Though Estonians are patriotic about NOEP, and will support their favourite act wherever he goes on tour, Kõpper felt his songs hit home even with audiences unfamiliar with them. “One of the coolest gigs I’ve had was Finland – I played at Flow. The crowd was super-supportive. Considering it was a foreign country, and there weren’t that many Estonians in the crowd – I asked – the atmosphere was great. French people have always seemed really receptive to my music, too.”
The journey to being a one-man band, producing, DJing, MCing and singing for himself, came “quite naturally,” Kõpper said. “I used to be in a band, and I made demos for them, and I thought after a while, ‘damn, I like the demos more!’ I released Move, and it went from there.”

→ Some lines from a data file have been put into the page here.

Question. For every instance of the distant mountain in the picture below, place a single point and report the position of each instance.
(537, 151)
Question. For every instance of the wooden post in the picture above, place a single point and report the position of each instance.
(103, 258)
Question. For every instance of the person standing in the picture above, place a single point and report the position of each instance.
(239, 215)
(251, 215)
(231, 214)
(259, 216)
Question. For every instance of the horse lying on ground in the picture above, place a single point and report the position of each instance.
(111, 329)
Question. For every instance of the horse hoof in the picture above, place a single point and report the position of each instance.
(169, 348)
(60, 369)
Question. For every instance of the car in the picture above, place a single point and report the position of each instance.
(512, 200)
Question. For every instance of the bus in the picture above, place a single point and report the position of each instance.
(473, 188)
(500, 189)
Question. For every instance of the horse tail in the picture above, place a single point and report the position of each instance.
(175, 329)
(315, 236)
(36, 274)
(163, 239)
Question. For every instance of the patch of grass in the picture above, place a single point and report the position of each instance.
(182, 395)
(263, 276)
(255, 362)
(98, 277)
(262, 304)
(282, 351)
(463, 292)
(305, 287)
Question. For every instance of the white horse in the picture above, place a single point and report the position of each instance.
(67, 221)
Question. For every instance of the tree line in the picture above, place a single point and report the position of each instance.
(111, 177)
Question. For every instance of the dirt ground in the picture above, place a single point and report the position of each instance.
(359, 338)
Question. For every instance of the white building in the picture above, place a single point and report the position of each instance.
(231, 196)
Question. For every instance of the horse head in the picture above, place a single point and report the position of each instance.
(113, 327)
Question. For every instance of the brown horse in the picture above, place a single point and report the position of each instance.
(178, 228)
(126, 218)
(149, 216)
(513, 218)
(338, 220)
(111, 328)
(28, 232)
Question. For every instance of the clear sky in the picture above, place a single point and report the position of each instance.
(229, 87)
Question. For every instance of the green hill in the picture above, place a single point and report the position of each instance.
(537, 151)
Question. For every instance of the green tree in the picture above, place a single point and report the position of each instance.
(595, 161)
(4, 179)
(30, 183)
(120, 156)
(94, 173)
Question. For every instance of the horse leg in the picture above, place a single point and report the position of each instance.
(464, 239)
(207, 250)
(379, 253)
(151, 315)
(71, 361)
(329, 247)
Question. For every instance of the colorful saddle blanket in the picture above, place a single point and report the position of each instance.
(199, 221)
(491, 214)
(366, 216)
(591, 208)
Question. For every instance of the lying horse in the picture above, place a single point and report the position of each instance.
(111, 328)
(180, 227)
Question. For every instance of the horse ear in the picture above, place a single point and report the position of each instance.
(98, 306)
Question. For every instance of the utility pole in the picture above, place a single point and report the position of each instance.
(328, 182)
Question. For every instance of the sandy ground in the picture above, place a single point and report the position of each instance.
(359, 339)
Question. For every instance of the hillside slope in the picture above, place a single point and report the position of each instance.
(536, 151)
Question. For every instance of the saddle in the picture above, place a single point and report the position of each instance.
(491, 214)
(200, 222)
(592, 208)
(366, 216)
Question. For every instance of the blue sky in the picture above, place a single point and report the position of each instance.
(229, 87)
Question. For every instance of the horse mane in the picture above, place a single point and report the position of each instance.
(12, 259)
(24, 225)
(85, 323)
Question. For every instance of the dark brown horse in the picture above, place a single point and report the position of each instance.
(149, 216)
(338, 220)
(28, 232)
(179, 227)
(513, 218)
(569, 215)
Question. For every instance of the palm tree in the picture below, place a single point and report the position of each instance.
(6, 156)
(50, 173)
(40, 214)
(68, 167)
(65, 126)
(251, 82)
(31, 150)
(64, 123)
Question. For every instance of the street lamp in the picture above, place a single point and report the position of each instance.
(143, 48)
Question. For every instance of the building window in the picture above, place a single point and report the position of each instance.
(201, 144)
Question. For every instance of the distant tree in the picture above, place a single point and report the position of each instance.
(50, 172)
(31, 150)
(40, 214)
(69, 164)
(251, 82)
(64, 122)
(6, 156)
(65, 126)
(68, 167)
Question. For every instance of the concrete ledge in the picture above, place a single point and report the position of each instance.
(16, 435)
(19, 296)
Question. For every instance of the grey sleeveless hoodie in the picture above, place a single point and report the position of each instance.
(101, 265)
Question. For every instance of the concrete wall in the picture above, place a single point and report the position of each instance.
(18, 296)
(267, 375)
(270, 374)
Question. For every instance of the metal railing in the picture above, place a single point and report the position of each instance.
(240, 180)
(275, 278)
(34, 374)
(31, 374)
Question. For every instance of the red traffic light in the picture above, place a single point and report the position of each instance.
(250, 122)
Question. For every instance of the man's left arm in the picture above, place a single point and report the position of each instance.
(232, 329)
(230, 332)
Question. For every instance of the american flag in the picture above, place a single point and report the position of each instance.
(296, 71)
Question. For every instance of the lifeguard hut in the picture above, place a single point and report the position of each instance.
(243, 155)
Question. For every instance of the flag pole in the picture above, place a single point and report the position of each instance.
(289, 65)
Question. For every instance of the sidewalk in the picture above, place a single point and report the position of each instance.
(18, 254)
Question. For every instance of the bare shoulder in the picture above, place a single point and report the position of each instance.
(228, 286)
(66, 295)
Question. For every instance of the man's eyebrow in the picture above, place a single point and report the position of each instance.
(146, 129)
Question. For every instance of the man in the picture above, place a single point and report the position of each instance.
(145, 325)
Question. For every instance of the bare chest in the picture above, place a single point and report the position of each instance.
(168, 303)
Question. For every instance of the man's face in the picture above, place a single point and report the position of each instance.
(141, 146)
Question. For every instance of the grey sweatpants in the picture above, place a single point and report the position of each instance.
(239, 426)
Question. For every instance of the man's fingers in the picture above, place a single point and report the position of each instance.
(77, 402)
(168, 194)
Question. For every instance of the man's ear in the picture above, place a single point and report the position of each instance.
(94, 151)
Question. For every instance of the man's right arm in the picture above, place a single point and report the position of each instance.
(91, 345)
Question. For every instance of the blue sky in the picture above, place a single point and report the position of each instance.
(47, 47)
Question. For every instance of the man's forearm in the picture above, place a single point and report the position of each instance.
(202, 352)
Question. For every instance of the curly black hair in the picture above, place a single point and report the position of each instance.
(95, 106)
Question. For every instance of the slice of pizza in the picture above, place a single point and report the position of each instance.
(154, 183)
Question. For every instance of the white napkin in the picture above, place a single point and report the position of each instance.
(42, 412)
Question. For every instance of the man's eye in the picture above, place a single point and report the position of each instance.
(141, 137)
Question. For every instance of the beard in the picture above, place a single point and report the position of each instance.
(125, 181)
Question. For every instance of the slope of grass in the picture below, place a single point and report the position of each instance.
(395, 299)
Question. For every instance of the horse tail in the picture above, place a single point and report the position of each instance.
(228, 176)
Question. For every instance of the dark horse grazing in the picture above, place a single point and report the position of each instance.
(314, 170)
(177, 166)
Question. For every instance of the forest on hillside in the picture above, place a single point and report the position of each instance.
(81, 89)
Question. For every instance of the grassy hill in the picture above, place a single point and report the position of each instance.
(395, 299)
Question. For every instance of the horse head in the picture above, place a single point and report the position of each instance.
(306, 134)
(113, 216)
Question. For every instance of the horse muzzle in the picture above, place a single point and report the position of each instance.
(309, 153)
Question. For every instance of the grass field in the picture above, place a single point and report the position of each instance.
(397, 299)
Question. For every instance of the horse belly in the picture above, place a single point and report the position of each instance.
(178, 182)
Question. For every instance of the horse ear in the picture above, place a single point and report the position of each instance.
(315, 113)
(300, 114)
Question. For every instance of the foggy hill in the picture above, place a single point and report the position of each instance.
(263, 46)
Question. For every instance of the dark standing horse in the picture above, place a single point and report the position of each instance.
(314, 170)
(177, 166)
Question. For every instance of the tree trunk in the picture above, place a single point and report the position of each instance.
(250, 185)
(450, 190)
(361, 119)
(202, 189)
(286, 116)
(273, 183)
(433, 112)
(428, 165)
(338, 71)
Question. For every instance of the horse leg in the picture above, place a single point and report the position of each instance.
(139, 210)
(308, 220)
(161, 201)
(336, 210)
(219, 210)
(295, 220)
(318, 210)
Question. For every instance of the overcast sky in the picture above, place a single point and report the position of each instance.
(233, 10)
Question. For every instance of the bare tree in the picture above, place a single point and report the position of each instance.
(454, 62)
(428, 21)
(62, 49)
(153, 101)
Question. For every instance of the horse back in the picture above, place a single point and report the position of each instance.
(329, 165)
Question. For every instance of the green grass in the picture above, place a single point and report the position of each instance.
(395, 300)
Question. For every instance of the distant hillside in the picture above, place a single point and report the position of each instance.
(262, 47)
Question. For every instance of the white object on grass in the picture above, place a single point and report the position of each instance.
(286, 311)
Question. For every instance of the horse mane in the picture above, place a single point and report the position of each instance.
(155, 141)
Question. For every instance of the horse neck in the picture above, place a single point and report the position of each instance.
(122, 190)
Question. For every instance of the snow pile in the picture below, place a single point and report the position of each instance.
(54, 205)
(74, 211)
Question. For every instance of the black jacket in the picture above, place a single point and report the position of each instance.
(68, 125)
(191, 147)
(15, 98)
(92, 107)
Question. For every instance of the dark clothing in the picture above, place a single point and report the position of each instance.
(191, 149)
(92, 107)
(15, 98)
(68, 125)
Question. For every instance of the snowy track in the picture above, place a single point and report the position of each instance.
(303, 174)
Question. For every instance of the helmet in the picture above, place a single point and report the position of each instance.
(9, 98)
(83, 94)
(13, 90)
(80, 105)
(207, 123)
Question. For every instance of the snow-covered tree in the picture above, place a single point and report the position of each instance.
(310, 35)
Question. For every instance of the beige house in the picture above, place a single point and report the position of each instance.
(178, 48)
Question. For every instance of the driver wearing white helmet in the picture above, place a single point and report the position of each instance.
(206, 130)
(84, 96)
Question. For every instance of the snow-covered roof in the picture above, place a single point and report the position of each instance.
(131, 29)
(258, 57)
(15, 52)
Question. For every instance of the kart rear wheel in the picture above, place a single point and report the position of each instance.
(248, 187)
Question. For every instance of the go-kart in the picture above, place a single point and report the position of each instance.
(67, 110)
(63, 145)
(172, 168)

Even so, inspiration was sometimes easiest to come by when working in a team, he explained. “I had a quite productive songwriter’s camp recently, where I managed to produce two pretty neat tracks. I’m not sure who will perform those – maybe a Latin girl and an Estonian boy-band, but they sounded cool. I love writing together with other people, because there’s instant feedback, and if you click together with someone and you trust their taste, the pace of work gets 50% faster. Sometimes you run out of ideas… those fantasies and ideas come much faster when you’re in a situation with other people and you have to write something. Sometimes people say one line, and it gets you started on a thought that might become a song.”
The plan was to tour through the summer with Jennifer Lawrence and NOEP’s other singalong bangers, and then to bring the audience some new thrills. “There are still a lot of tracks that I haven’t released, because some of the other songs [released instead] have been more radio-friendly, so there might be a portion of songs later on, too.”
In some ways, Kõpper is Estonia’s answer to Calvin Harris, the DJ who stepped up and became his own frontman, and is now a megastar. Like Harris, being part of the mainstream wasn’t something that bothered Kõpper. “ I have thought about it, but the thing is, I listen to quite a lot of mainstream songs. There are a lot that I don’t want to reach my eardrums, but I’ve thought that, as long as I like my tracks, I don’t care if it’s mainstream of alternative or whatever.”